SimilarityScorer

class emmet.core.similarity.SimilarityScorer

Bases: object

Mixin for ranking the similarity between structures.

Parameters

fingerprinter: BaseFeaturizer or None (default): A structural featurizer. If None, defaults to the featurizer used in the above reference.

featurize_structures(structures, num_procs=1)

Featurize structures using the user-defined _featurize_structure.

This method may be preferred when dealing with huge sets of structures. In those cases, getting distances between structures may lead to memory errors.

Parameters

structures : list of Structure objects num_procs : int = 1

Number of parallel processes to run in featurizing structures.

Returns

np.ndarray : the feature vectors of the input structures.

Parameters:

structures (list[Structure])
num_procs (int)

get_all_similarity_scores(structures, num_procs=1, **kwargs)

Rank the similarity between structures using CrystalNN.

Return type:

tuple[ndarray, ndarray]

Parameters:

structures (list[Structure])
num_procs (int)

Parameters

structures : list of Structure objects num_procs : int = 1

Number of parallel processes to run in featurizing structures.

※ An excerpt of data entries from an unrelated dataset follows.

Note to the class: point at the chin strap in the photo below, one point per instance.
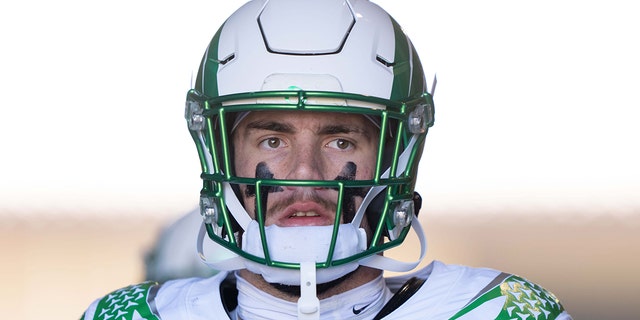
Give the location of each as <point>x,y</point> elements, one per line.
<point>308,304</point>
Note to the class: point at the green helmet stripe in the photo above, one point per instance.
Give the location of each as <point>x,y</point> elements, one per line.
<point>209,68</point>
<point>406,82</point>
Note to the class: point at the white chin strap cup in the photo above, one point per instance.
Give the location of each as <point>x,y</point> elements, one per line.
<point>308,304</point>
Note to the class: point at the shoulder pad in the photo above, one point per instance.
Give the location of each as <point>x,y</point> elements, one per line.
<point>134,302</point>
<point>522,299</point>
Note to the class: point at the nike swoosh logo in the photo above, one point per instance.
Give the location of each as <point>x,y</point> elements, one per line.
<point>357,311</point>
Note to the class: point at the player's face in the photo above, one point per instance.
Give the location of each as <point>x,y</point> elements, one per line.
<point>303,145</point>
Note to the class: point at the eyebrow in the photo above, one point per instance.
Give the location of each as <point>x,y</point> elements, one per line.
<point>270,126</point>
<point>283,127</point>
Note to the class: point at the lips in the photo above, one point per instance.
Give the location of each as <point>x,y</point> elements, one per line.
<point>304,214</point>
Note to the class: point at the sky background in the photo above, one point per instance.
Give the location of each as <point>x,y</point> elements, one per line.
<point>536,105</point>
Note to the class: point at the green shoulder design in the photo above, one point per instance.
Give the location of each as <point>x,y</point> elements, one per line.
<point>135,302</point>
<point>523,300</point>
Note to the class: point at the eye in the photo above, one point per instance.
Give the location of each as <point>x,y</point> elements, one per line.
<point>271,143</point>
<point>341,144</point>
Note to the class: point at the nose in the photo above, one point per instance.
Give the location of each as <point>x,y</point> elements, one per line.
<point>306,163</point>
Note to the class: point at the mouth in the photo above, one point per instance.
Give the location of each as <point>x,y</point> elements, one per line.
<point>304,214</point>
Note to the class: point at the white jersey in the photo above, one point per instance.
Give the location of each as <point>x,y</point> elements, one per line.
<point>448,292</point>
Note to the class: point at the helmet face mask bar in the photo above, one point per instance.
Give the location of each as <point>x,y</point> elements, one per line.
<point>403,126</point>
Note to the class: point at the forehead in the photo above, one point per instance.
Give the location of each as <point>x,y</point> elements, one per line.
<point>308,119</point>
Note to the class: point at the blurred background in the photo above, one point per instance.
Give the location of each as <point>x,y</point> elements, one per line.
<point>531,167</point>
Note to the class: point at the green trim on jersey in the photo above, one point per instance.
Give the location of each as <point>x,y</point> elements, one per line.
<point>129,303</point>
<point>524,299</point>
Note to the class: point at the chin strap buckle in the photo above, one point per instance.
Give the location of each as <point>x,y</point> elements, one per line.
<point>308,304</point>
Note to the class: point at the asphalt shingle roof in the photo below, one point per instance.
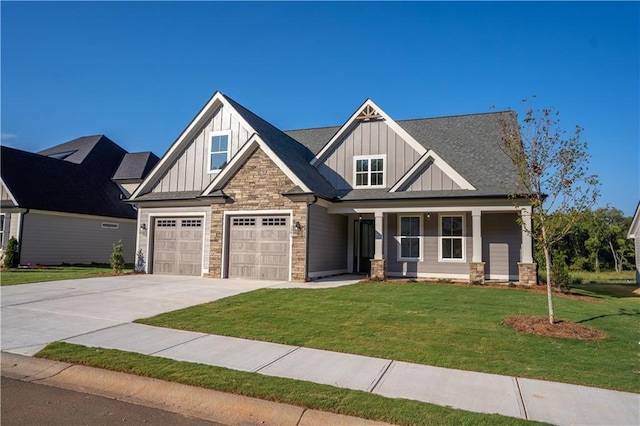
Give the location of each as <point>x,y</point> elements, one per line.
<point>40,182</point>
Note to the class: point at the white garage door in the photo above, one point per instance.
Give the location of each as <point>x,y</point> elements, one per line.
<point>259,247</point>
<point>177,246</point>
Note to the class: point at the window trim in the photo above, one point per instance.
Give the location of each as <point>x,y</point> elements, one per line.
<point>212,134</point>
<point>382,157</point>
<point>420,239</point>
<point>463,237</point>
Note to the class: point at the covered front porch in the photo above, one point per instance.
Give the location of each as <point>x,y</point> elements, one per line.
<point>464,243</point>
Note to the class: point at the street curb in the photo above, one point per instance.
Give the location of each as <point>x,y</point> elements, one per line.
<point>187,400</point>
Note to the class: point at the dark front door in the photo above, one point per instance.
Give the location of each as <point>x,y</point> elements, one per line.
<point>364,238</point>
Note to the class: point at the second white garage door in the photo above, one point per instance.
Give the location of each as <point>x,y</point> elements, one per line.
<point>259,247</point>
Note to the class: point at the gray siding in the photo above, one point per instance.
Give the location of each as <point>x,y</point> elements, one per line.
<point>190,171</point>
<point>430,263</point>
<point>430,178</point>
<point>327,241</point>
<point>501,244</point>
<point>145,237</point>
<point>50,239</point>
<point>368,138</point>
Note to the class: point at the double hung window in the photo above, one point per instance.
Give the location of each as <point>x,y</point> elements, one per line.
<point>218,150</point>
<point>369,171</point>
<point>452,238</point>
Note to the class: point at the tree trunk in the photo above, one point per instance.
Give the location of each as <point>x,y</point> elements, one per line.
<point>547,261</point>
<point>615,257</point>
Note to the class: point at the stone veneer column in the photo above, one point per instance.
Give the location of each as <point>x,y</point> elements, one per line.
<point>476,272</point>
<point>528,273</point>
<point>378,270</point>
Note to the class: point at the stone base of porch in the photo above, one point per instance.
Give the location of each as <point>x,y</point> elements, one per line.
<point>378,269</point>
<point>528,274</point>
<point>476,272</point>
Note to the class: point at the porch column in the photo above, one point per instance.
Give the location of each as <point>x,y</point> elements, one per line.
<point>378,263</point>
<point>527,269</point>
<point>476,266</point>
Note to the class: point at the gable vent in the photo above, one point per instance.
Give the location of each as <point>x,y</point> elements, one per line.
<point>368,114</point>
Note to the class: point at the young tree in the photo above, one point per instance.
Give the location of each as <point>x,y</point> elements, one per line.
<point>552,175</point>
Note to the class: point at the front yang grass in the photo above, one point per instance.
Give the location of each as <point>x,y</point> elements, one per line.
<point>296,392</point>
<point>440,325</point>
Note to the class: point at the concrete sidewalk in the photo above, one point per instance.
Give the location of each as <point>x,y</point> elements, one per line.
<point>557,403</point>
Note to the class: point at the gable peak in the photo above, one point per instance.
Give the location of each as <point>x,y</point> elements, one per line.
<point>368,113</point>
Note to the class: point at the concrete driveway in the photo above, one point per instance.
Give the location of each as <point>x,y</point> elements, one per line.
<point>34,315</point>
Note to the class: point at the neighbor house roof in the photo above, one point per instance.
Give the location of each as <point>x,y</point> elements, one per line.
<point>80,184</point>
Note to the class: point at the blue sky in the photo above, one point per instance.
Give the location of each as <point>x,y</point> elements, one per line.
<point>139,72</point>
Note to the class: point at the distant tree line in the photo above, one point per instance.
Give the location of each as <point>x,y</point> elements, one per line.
<point>596,241</point>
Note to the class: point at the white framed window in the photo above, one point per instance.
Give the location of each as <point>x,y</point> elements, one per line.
<point>369,171</point>
<point>451,247</point>
<point>410,237</point>
<point>2,216</point>
<point>219,150</point>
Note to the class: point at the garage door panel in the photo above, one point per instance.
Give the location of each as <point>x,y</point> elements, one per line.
<point>259,248</point>
<point>177,246</point>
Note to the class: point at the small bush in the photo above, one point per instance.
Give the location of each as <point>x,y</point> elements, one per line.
<point>117,257</point>
<point>11,255</point>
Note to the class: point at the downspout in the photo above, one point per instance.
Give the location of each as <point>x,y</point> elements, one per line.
<point>306,239</point>
<point>20,228</point>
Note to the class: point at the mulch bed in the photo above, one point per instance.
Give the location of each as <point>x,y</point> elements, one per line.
<point>540,326</point>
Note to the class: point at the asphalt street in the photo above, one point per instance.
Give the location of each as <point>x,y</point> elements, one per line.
<point>25,403</point>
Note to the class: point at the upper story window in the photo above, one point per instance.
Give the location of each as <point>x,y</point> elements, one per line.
<point>452,238</point>
<point>218,150</point>
<point>369,171</point>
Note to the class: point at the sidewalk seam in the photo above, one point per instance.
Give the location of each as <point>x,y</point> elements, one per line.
<point>384,372</point>
<point>524,406</point>
<point>262,367</point>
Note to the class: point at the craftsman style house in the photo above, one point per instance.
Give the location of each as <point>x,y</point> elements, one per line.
<point>65,204</point>
<point>235,197</point>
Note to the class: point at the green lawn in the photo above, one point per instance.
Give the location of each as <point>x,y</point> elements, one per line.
<point>436,324</point>
<point>51,273</point>
<point>305,394</point>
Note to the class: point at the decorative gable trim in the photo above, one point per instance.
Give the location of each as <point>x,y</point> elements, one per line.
<point>368,111</point>
<point>443,165</point>
<point>240,159</point>
<point>6,188</point>
<point>185,137</point>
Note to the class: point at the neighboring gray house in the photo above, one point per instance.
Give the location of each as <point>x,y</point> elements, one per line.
<point>62,205</point>
<point>634,232</point>
<point>235,197</point>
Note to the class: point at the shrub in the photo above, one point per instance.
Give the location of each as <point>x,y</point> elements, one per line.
<point>11,255</point>
<point>117,257</point>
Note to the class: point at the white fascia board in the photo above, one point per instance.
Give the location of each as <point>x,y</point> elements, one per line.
<point>635,224</point>
<point>185,137</point>
<point>443,165</point>
<point>13,199</point>
<point>389,121</point>
<point>239,159</point>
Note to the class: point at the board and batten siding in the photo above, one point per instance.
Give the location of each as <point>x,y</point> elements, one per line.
<point>431,178</point>
<point>328,235</point>
<point>190,171</point>
<point>368,138</point>
<point>501,245</point>
<point>430,263</point>
<point>147,215</point>
<point>53,239</point>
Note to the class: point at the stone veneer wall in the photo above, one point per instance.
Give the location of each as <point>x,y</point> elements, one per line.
<point>257,186</point>
<point>528,273</point>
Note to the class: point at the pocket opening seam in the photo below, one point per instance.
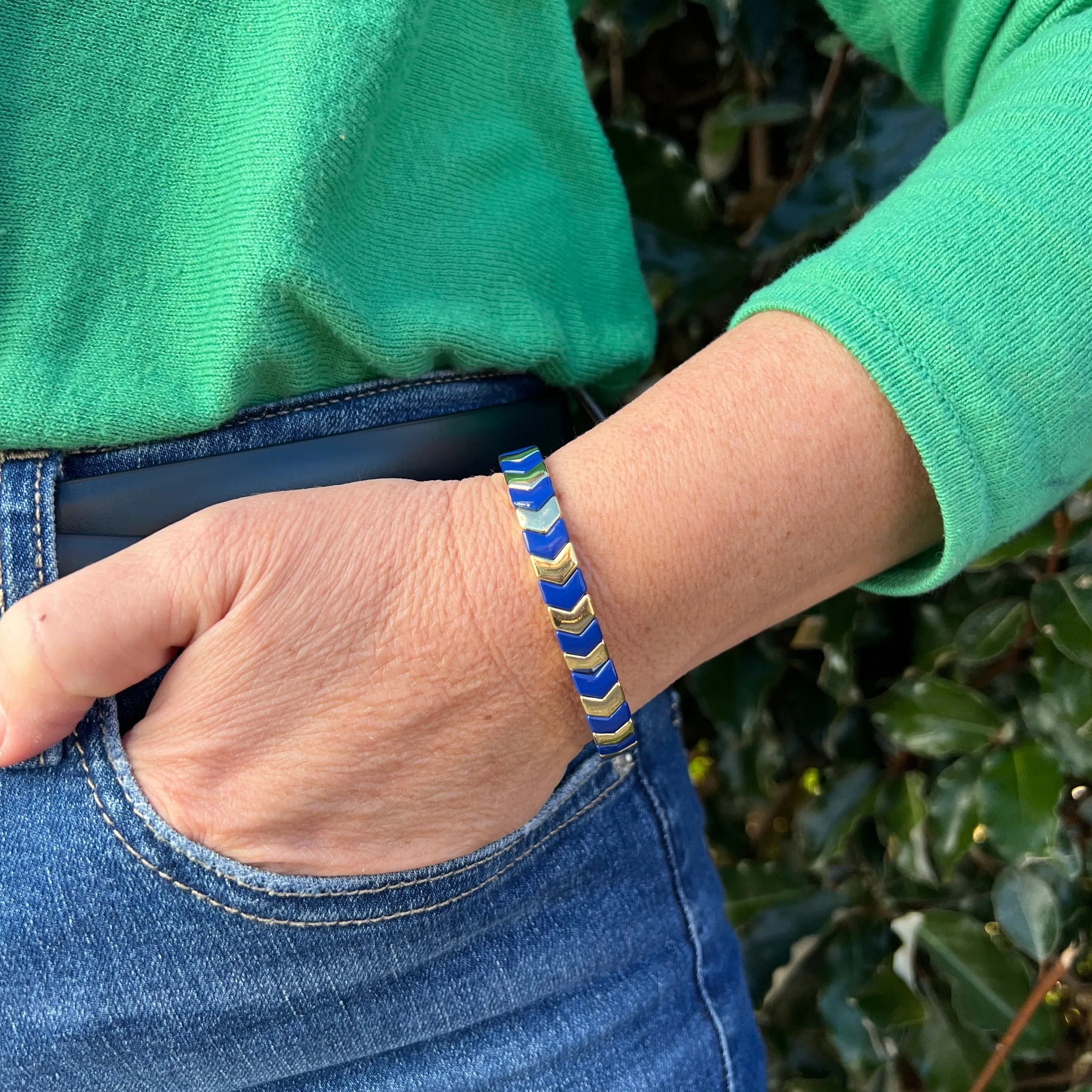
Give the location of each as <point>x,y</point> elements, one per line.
<point>202,897</point>
<point>398,885</point>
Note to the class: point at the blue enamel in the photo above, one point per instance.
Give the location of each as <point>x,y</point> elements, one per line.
<point>533,498</point>
<point>597,684</point>
<point>590,684</point>
<point>564,597</point>
<point>580,645</point>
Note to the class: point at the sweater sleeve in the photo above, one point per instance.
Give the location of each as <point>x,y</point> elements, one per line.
<point>968,293</point>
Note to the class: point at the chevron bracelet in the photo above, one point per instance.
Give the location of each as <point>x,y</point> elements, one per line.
<point>566,597</point>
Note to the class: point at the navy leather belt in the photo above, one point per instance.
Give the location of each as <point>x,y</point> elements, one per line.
<point>100,516</point>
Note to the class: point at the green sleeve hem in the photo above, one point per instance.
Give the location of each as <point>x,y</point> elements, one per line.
<point>907,381</point>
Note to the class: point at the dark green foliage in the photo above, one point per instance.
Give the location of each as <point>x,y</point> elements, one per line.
<point>895,789</point>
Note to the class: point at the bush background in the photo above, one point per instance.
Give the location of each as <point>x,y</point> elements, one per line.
<point>896,789</point>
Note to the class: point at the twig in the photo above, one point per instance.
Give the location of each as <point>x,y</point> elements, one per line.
<point>617,71</point>
<point>1062,528</point>
<point>758,140</point>
<point>758,137</point>
<point>819,116</point>
<point>1051,1082</point>
<point>1046,980</point>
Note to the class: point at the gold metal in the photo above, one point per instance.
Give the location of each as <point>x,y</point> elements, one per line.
<point>604,707</point>
<point>576,621</point>
<point>526,480</point>
<point>592,662</point>
<point>559,570</point>
<point>542,520</point>
<point>606,739</point>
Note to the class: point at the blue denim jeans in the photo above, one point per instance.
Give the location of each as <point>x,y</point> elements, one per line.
<point>587,950</point>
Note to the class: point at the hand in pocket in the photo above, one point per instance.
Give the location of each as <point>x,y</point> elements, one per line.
<point>367,680</point>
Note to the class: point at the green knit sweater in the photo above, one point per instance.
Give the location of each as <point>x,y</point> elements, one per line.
<point>209,205</point>
<point>968,293</point>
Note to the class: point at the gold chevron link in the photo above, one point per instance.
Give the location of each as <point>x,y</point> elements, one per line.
<point>559,570</point>
<point>576,621</point>
<point>592,662</point>
<point>604,707</point>
<point>526,480</point>
<point>605,739</point>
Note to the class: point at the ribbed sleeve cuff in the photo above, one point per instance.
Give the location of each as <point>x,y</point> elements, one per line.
<point>932,422</point>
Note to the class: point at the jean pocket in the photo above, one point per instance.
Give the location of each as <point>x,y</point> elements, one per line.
<point>273,899</point>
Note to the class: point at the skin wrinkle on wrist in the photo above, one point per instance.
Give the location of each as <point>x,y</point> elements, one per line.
<point>714,506</point>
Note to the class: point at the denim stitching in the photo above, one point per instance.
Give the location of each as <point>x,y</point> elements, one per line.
<point>362,396</point>
<point>294,895</point>
<point>37,527</point>
<point>4,591</point>
<point>440,380</point>
<point>688,915</point>
<point>201,897</point>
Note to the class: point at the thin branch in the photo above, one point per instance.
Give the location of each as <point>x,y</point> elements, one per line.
<point>758,140</point>
<point>1062,528</point>
<point>758,137</point>
<point>1046,981</point>
<point>615,59</point>
<point>819,116</point>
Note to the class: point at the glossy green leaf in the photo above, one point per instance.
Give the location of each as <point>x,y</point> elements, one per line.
<point>990,631</point>
<point>637,19</point>
<point>1018,794</point>
<point>768,938</point>
<point>894,136</point>
<point>935,718</point>
<point>948,1057</point>
<point>989,982</point>
<point>1026,908</point>
<point>1062,607</point>
<point>732,688</point>
<point>934,637</point>
<point>828,819</point>
<point>889,1003</point>
<point>901,822</point>
<point>954,813</point>
<point>851,962</point>
<point>1034,542</point>
<point>752,888</point>
<point>683,273</point>
<point>720,138</point>
<point>1061,715</point>
<point>663,187</point>
<point>771,113</point>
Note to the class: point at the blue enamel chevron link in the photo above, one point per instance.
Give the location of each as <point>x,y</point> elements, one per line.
<point>548,545</point>
<point>597,684</point>
<point>569,605</point>
<point>533,498</point>
<point>612,723</point>
<point>566,596</point>
<point>580,645</point>
<point>521,460</point>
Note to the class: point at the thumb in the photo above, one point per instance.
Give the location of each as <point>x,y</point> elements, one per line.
<point>104,628</point>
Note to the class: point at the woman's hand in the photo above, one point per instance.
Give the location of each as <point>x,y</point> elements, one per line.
<point>368,681</point>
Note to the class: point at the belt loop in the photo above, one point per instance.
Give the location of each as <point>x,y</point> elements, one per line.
<point>28,538</point>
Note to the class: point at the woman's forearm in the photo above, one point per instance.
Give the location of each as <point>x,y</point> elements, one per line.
<point>761,476</point>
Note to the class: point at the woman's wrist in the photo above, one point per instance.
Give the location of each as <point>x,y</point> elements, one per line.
<point>507,616</point>
<point>761,476</point>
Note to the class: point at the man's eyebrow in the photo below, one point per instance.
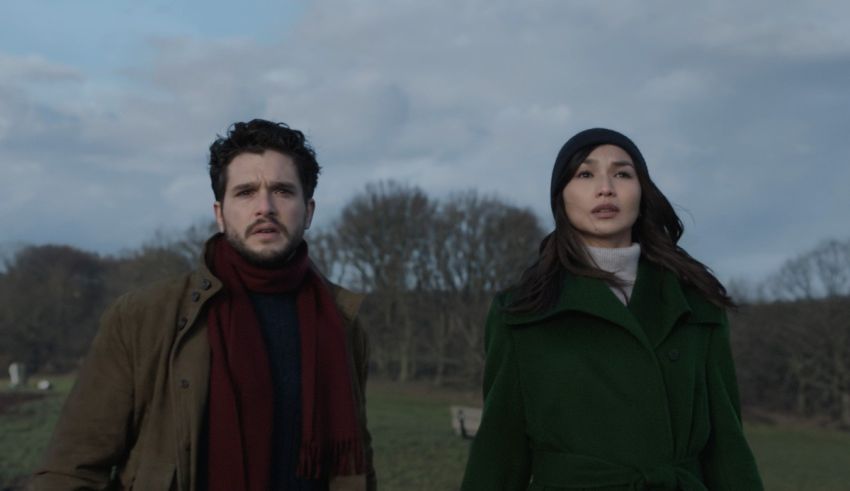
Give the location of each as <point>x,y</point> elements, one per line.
<point>282,184</point>
<point>244,187</point>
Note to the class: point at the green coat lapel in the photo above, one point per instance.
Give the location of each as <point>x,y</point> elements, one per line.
<point>658,302</point>
<point>588,296</point>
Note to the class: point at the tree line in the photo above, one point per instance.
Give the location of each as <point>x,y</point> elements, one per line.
<point>431,267</point>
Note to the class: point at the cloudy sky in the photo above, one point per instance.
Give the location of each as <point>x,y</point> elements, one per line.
<point>742,109</point>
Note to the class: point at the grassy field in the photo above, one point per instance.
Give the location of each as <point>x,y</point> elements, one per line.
<point>415,448</point>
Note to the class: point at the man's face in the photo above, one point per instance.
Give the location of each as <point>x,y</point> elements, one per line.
<point>263,213</point>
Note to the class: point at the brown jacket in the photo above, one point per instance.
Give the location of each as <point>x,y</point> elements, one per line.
<point>139,402</point>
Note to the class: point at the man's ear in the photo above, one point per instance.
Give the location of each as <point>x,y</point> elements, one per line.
<point>219,217</point>
<point>308,213</point>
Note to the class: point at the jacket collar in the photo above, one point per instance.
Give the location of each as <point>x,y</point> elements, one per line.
<point>658,302</point>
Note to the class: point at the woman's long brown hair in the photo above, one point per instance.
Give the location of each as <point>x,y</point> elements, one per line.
<point>657,230</point>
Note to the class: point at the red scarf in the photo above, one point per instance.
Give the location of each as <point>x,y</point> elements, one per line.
<point>241,389</point>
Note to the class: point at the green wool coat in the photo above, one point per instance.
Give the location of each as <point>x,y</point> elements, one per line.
<point>592,394</point>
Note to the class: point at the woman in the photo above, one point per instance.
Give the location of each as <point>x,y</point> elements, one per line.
<point>608,366</point>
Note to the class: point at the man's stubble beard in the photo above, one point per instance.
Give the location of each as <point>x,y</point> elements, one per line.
<point>271,260</point>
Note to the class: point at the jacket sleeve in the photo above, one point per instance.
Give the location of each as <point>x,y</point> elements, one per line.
<point>91,435</point>
<point>727,461</point>
<point>360,348</point>
<point>500,457</point>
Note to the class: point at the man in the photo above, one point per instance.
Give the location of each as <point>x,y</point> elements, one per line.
<point>246,374</point>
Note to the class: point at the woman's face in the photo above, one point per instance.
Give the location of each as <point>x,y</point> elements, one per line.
<point>602,200</point>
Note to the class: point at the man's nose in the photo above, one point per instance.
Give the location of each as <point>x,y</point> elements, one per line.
<point>265,205</point>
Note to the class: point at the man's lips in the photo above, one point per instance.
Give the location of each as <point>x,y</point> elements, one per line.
<point>264,228</point>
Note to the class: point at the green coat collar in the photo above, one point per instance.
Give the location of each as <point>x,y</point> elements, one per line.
<point>657,303</point>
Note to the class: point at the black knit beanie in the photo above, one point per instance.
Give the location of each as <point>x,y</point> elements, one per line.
<point>590,138</point>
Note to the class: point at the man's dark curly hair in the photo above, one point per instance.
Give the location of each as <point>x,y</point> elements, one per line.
<point>257,136</point>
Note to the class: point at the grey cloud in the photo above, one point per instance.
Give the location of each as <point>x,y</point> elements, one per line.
<point>737,107</point>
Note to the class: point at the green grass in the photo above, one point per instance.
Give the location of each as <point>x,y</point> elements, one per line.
<point>25,430</point>
<point>801,458</point>
<point>415,448</point>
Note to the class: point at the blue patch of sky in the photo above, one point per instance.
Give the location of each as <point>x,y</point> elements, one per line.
<point>99,37</point>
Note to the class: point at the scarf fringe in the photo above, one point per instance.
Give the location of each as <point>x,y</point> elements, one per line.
<point>339,458</point>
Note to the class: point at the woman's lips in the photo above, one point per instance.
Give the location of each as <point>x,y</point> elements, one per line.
<point>605,211</point>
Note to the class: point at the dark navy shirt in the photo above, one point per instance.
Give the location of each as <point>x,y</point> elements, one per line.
<point>278,320</point>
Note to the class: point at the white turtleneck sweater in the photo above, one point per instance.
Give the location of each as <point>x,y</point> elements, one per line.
<point>622,262</point>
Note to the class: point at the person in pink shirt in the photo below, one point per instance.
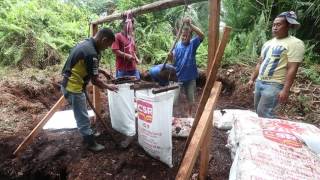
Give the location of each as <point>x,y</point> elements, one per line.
<point>125,49</point>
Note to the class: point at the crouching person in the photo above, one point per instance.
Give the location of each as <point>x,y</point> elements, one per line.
<point>161,75</point>
<point>82,66</point>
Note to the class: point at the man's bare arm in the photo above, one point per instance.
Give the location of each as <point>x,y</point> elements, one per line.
<point>255,73</point>
<point>292,69</point>
<point>97,82</point>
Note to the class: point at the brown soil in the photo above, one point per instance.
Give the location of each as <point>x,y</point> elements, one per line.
<point>61,154</point>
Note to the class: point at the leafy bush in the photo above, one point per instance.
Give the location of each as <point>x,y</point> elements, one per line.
<point>37,29</point>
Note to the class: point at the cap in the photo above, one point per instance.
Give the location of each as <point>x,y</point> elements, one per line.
<point>291,18</point>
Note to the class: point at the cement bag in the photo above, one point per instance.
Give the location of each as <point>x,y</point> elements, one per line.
<point>223,119</point>
<point>270,149</point>
<point>121,105</point>
<point>154,124</point>
<point>181,127</point>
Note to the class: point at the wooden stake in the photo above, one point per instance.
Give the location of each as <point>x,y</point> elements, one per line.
<point>199,135</point>
<point>204,154</point>
<point>39,126</point>
<point>213,34</point>
<point>96,91</point>
<point>155,6</point>
<point>209,83</point>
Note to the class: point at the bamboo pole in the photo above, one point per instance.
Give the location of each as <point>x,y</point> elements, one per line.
<point>213,34</point>
<point>96,91</point>
<point>39,126</point>
<point>199,135</point>
<point>204,154</point>
<point>209,83</point>
<point>155,6</point>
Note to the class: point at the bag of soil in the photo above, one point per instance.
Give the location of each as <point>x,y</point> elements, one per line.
<point>155,124</point>
<point>121,106</point>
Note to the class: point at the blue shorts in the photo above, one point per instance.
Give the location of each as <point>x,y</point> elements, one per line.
<point>120,73</point>
<point>266,98</point>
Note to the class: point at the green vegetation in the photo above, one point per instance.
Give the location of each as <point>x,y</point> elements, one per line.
<point>252,27</point>
<point>38,33</point>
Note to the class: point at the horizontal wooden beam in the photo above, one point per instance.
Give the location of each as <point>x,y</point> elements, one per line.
<point>199,135</point>
<point>155,6</point>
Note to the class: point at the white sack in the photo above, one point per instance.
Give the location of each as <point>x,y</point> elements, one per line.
<point>155,124</point>
<point>270,149</point>
<point>121,106</point>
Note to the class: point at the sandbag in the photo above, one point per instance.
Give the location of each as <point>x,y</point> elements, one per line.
<point>271,149</point>
<point>122,107</point>
<point>154,124</point>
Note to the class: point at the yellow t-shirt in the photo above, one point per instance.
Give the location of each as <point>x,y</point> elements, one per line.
<point>76,80</point>
<point>276,53</point>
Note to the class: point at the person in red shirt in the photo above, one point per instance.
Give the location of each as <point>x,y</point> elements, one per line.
<point>124,48</point>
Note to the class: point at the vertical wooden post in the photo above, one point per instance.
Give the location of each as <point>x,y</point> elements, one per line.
<point>210,82</point>
<point>199,136</point>
<point>204,154</point>
<point>213,33</point>
<point>96,91</point>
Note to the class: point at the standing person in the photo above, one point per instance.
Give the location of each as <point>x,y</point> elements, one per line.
<point>278,64</point>
<point>184,60</point>
<point>82,66</point>
<point>125,49</point>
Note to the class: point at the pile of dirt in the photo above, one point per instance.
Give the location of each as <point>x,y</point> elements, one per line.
<point>61,154</point>
<point>23,102</point>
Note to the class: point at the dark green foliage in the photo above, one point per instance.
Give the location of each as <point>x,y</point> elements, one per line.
<point>38,31</point>
<point>251,22</point>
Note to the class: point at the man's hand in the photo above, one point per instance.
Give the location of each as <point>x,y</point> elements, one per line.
<point>106,74</point>
<point>283,96</point>
<point>187,20</point>
<point>250,84</point>
<point>112,87</point>
<point>170,56</point>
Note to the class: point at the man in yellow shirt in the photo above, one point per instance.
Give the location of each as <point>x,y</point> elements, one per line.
<point>82,66</point>
<point>279,61</point>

**kwargs: Kwargs to pass to vector_difference_matrix

Returns

tuple of np.ndarray, np.ndarray: The first array contains the structure feature vectors, and the second their similarity scores.

get_most_similar(feature_vectors, num_procs=1, num_top=100, labels=None)

Rank the similarity between structures using CrystalNN.

Return type:

dict[str, dict[str, list[str] | ndarray]]

Parameters:

feature_vectors (ndarray)
num_procs (int)
num_top (int)
labels (list[str] | None)

Parameters

feature_vectors : list of feature vectors num_procs : int = 1

Number of parallel processes to run in featurizing structures.

num_topint or None: If an int, returns that number of most similar structures indicated by their indices in the original list. If None, returns all distances.
labelslist of str or None: If a list of str, the labels corresponding to the feature vectors, e.g., MPIDs. If None, defaults to the list indices.

Returns

dict[int,dict[str,np.ndarray]]], containing the index of: the structure in structures, with a dict containing the indices of the top num_top most similar structures and their corresponding distances.

build_similarity_collection_from_structures(structures, num_procs=1, num_top=100)

Build a collection of similarity documents.

This defines the build pipeline for the MP similarity collection.

Return type:

list[SimilarityDoc]

Parameters:

structures (dict[str, Structure])
num_procs (int)
num_top (int)

Parameters

structures : dict of str (e.g., MPID) to a corresponding structure. num_procs : int = 1

Number of parallel processes to run in featurizing structures.

num_topint or None: If an int, returns that number of most similar structures indicated by their indices in the original list. If None, returns all distances.

Returns

A list of SimilarityDoc.

static get_vendi_score(feature_vectors)

Get the Vendi score of a set of feature vectors.

Uses the conventions described in arXiv:2210.02410 Describes the diveristy of a set of structures.

Return type:: float
Parameters:: feature_vectors (ndarray)

Parameters

feature_vectorsnp.ndarray: The feature vectors, such as those from SimilarityScorer._featurize_structure Each row should be a distinct feature vector.

Returns

float, the Vendi score.: A Vendi score close to feature_vectors.shape[0] indicates high sample diversity, and a Vendi score close to 1 indicates low sample diversity.